I understand that I am scheduling to receive testing for COVID-19 for myself or a minor on whose behalf I am authorized to provide consent.
I have been informed that testing is voluntary, that I have the right to decline any tests and that positive test results will be reported to the state health department where required by law.
I understand that, as with any medical test, there is the potential for false positive or false negative test results.
I consent to testing for COVID-19 and agree to these terms.I understand that possible discomfort or other complications, such as the potential for a bloody nose, can happen during sample collection.
I acknowledge that I have received a copy of the Notice of Privacy Practices (PDF).
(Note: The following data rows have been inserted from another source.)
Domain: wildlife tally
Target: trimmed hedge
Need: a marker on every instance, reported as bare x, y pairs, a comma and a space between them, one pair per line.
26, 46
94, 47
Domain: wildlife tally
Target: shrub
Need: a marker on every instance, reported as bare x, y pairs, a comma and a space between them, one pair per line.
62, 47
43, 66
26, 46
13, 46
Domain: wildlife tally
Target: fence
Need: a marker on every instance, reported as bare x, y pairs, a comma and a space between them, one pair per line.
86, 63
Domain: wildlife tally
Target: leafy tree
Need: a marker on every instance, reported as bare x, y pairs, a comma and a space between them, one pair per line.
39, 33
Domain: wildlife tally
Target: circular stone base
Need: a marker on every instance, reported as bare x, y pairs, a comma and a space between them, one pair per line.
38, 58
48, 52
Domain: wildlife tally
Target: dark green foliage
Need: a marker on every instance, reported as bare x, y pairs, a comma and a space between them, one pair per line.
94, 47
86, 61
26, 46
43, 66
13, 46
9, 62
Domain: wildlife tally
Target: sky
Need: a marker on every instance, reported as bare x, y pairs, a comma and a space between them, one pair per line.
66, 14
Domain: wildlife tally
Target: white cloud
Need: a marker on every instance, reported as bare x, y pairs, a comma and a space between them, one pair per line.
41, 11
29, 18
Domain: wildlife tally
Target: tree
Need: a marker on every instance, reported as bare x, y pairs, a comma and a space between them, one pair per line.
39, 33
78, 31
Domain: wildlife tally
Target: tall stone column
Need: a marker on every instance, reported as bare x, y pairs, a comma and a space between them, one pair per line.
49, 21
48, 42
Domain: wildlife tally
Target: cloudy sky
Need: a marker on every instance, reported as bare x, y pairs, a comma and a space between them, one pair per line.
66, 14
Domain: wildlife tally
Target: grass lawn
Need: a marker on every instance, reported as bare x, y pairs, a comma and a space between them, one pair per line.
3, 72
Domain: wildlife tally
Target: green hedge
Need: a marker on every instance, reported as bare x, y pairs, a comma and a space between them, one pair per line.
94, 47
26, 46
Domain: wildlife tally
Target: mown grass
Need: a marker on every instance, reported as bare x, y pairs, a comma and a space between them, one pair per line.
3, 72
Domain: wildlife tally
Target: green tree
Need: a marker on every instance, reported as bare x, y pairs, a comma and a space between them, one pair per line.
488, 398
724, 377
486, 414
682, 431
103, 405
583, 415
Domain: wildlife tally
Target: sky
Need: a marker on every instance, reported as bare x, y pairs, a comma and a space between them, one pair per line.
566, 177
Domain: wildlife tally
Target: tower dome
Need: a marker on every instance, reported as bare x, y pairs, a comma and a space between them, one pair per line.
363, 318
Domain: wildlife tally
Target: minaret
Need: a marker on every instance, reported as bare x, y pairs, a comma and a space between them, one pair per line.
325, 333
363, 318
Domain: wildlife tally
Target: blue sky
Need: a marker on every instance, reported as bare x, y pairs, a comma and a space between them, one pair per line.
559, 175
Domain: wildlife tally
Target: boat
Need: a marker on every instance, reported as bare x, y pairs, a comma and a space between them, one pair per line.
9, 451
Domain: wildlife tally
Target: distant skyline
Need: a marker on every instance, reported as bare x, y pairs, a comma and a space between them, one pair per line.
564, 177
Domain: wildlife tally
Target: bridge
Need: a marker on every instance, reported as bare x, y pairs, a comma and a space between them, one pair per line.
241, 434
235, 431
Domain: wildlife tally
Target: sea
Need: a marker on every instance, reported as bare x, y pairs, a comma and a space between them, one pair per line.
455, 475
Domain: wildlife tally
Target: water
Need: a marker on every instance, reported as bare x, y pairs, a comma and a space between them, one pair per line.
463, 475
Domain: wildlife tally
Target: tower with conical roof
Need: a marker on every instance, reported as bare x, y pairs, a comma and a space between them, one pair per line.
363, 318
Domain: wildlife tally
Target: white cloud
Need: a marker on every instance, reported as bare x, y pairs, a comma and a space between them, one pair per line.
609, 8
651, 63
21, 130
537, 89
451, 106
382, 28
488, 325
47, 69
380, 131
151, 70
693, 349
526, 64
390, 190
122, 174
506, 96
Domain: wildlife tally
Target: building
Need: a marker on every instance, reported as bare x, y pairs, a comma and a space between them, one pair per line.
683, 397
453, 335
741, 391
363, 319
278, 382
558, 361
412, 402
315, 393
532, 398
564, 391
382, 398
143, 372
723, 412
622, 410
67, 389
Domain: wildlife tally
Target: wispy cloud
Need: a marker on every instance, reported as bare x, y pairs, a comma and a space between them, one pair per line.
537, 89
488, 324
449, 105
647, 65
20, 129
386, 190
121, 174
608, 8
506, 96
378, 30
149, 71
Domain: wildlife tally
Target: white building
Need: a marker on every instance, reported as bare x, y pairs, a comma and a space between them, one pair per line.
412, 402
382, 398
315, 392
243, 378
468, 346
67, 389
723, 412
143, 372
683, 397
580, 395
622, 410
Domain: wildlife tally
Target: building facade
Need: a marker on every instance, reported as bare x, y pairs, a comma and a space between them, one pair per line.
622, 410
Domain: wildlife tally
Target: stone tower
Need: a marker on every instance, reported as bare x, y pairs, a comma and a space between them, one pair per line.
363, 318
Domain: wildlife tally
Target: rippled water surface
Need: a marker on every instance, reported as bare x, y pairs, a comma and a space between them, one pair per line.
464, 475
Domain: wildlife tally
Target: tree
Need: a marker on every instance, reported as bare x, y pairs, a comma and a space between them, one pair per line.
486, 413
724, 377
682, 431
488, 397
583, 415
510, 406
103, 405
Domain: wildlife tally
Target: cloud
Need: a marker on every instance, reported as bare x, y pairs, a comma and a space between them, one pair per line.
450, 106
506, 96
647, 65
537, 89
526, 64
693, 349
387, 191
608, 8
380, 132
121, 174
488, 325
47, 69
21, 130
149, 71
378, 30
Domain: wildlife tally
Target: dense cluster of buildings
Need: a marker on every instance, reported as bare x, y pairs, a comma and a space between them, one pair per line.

I herby give my consent to the pharmacist and pharmacy staff members from Pineville Pharmacy to perform a COVID-19 Rapid Antigen Test and/or PCR test at my own risk and authorize the Pineville Pharmacy and it’s staff member to maintain a copy of this signed form.
On behalf of myself, my heirs, and personal representatives, I indemnify the organizing body and all persons connected with Pineville Pharmacy from all claims that may result from my voluntary participation in the tests.
I also give my consent to submit my or my representatives results to the North Carolina Department of Health or any other healthcare agency, as required by law. By signing below or submitting this form, I signify that I agree to allow those pharmacists affiliated with the pharmacy named above to administer the Covid-19 test for a listed price.